A head computed tomography (CT) scan is an effective test for detecting traumatic intracranial findings after mild traumatic brain injury (mTBI). However, a head computed tomography is costly, and can only be performed in a hospital.
Today, S100B is used locally as an early screening tool in the Scandinavian Guidelines in mild traumatic brain injury and moderate TBI 1) , where low levels in serum have been shown to be able to safely exclude the presence of intracranial injury in mild TBI patients and thus obviate the needs for head computed tomography in these cases. However, it has been suggested that one of the limitations with the protein is the relatively short serum elimination half-life (suggested to be as short as 25 min in patients with no ongoing brain injury) 2). Thus, in patients with mild/moderate TBI without pathophysiological processes to cause a sustained release in S100B, delayed sampling may be falsely reassuring and this is reflected in the guidelines, which suggest a cutoff of 6 h after trauma 3). It is becoming increasingly clear that a specific level in serum is of little importance if in the absence of kinetic considerations.
Several potential biomarkers have been proposed for the screening of patients, but protein S100B seems now the most promising for some clinical and analytical considerations. After performing a meta-analysis of clinical trials in patients with mild head injury, Lippi et al, calculated a cumulative area under the curve of 0.753 (95% CI, 0.752-0.754), a negative predictive value of 97.7% (95% CI, 97.5-97.8 %) and positive predictive value of 23.6% (95% CI, 23.2-24.0%) for brain injury. They therefore developed a diagnostic algorithm based on the preliminary assessment of the Glasgow Coma Scale (GCS). Patients with GCS <14 are subjected to CT, those with values GCS14-15 without risk factors are discharged, whereas protein S100B is assessed stat in those with GCS 14-15 and the presence of risk factors. According to the value of the marker, patients with a concentration below the diagnostic cut-offs are discharged, whereas CT is performed in those with higher concentrations. By combining the percentage of positive CT scans in patients with mild head trauma and the negative predictive value of protein S100B, this protocol would safely abate unnecessary CT by 30-50% and costs by 28% 4).

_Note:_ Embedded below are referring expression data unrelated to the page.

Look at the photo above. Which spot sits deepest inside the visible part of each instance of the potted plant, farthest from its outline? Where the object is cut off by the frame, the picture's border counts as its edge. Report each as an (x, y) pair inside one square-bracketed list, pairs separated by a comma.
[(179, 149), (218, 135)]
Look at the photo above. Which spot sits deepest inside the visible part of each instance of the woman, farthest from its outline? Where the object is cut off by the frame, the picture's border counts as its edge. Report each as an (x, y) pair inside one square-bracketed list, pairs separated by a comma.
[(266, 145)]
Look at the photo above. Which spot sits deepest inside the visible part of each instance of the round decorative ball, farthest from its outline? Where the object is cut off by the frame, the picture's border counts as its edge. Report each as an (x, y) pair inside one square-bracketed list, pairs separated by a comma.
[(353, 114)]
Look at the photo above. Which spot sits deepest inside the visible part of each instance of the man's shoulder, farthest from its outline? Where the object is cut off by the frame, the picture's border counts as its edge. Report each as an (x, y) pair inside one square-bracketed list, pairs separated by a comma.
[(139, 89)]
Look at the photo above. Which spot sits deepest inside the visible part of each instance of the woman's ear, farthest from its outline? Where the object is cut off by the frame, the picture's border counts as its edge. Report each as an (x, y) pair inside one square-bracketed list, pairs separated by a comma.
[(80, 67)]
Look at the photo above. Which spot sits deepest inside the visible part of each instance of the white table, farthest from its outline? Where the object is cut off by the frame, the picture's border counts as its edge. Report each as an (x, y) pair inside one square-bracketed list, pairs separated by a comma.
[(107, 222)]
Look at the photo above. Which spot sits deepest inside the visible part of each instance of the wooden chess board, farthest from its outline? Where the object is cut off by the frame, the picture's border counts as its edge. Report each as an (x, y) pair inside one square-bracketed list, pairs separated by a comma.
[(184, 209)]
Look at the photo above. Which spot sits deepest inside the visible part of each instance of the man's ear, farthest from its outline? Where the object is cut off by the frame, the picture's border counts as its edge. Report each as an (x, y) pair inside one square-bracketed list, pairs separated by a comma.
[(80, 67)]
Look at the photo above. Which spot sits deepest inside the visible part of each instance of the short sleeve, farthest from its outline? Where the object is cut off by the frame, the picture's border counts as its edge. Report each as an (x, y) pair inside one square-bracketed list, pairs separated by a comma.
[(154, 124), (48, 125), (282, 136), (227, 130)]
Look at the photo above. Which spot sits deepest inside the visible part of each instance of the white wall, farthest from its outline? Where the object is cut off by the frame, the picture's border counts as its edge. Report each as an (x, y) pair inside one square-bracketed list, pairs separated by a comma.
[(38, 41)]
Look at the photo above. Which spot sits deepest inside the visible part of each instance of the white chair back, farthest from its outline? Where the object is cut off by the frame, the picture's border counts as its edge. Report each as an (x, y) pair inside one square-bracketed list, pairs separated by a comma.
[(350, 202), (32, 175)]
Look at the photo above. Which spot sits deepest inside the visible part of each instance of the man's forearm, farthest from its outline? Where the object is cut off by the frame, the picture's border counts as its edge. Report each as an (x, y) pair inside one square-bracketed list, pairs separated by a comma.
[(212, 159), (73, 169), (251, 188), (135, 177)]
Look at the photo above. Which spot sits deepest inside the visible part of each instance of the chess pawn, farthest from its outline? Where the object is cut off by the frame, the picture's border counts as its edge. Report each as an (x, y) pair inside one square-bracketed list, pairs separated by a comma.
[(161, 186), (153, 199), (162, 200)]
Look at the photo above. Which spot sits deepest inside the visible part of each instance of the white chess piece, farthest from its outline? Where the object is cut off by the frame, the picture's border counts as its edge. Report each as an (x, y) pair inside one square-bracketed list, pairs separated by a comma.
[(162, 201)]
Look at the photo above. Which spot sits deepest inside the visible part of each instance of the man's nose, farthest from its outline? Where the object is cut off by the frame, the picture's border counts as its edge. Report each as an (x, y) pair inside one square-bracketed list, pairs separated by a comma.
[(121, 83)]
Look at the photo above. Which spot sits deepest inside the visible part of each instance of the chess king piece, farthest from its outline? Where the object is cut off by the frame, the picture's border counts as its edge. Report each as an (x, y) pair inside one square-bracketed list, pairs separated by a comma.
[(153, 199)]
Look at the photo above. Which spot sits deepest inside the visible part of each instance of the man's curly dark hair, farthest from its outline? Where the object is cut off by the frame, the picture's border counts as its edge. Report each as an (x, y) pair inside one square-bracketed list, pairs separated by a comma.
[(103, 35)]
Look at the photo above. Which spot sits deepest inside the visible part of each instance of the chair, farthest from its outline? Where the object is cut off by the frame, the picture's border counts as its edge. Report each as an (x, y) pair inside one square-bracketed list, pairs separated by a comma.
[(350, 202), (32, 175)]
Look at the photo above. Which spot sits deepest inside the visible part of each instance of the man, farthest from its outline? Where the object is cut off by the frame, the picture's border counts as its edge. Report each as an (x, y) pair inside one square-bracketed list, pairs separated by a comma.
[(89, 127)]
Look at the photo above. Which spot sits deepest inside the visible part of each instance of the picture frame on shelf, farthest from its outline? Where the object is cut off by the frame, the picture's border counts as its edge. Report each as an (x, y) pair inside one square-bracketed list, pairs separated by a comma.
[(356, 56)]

S100B has been proposed as a putative biochemical marker in determining the extent of brain injury and corresponding prognosis in neurotrauma.
Levels of S100B below 0.105 μg/L can accurately predict normal Cranial CT findings after minor head injury (MHI) in older patients and in those treated with platelet aggregation inhibitors (PAIs). Combining conventional decision criteria with measurement of S100B can reduce the CCT scan and hospital admission rates by approximately 30% 5)
S-100B may be a promising serum marker for assessing the extent of primary injury and the time course of secondary damage after severe head injury 6)
In patients with intracranial traumatic lesions, skull fractures, as well as skull and facial bone fractures occurring together, were identified as significant additional factors for the increase in serum S100B levels (p<0.0001). Older age was also associated with elevated S100B serum levels (p<0.0001). Data show that peak S100B serum levels were found in patients with cerebral edema and brain contusions 7).
The proportion of patients with detectable serum level was significantly (p < 0.01) higher among those with intracranial pathology (92%) compared to those without (34%). The negative predictive value of an undetectable S-100 serum level was 0.99. Undetectable serum level of S-100 protein predicts normal intracranial findings on CT scan. Determination of S-100 protein in serum may be used to select patients for CT scanning 8).
The dosage of S100B, an astroglial protein released after neuronal injury, is a potentially useful laboratory tool. At 24 hours from clinical onset its serum value of 1.03 mcg/L has 94% sensitivity and 83% specificity to detect massive brain edema 9).
Intraoperative stable Evoked Potentials and S100B ≤0.08 μg/l may be used as a marker to predict long-term neurological improvement, whereas EP-changes and elevated S100B levels on the 3rd postoperative day may be useful as a marker to predict long-term neurological alteration. In summary, the combined use of S100B and EPs might be helpful in the prediction of the severity of adverse spinal cord affection following surgery and guidance of patients 10).